The Milagro Beanfield War by John Nichols (Random House, 1974).  I love everything about this novel: the plot, the true-to-life characters, The New Mexico setting, the themes of loss and friendship and the resilience of the human heart.  It is how organic the book is that makes me love it so (it's the first of a trilogy, but I don't think the other two are as good).  The characters spring from the setting, as does the plot. One of the very hardest things about writing a novel is creating a whole world that makes sense, and Nichols has done this perfectly in The Milagro Beanfield War.


Inspired by the Actor’s Studio, what sound do you love? What sound do you hate?

I love, my ears love, my heart loves, the sound of mourning doves calling from the cottonwoods at the back of our property on summer mornings.  I also love the sound of the furnace kicking on and the warm air blowing through the heating vents early, early on winter mornings when I am still in bed.
I hate the sound, from November through February, on Saturday mornings, of geese honking as they fly over the house and the shotgun blasts that come immediately after.

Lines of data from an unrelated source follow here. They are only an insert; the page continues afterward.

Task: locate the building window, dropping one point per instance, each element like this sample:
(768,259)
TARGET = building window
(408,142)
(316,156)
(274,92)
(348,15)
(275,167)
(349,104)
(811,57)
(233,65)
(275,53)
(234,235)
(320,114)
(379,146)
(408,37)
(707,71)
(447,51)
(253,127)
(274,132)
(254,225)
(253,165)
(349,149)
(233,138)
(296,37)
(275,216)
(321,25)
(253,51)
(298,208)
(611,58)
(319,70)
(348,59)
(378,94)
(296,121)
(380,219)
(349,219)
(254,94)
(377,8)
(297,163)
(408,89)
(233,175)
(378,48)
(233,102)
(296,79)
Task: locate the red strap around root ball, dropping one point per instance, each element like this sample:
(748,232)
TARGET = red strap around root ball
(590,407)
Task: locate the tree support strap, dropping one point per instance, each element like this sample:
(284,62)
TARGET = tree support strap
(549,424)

Be brave. Share a paragraph from a WIP.

The colt was beautiful; his body was white, but had a sunny cast to it, as though he'd rolled in butter.  His mane and tail were the darkest brown could be without turning to black, and his legs from the knees down, were a lighter shade of brown.  His hooves were gray, and all but the back right set as they should, in a straight line below his fetlocks.  The last, though, was twisted, turned almost ninety degrees from where it should be so that the colt walked with a marked limp, sagging into the right rear leg each time he stepped with it, and moving always slightly sideways instead of straight forward.  It was unusual for a horse to have golden eyes, but this colt did.  They were flecked with black, and they were lit from the inside by a gentle and calm spirit...and by high curiosity.

In ode to Maebelle, the main character in my new book Truth with a Capital T, who keeps a book of little known facts about just about everything, please share a wacky piece of trivia that has stuck with you or please share a little known fact about YOU.

The von Trapp farm in Stowe, Vermont was originally owned by my great grandparents, Presson and Elvira Gale. 

Thanks, K.A. for being here today. Go pick up a Leanin’ Dog or two and share the new paperback edition with a child in your life.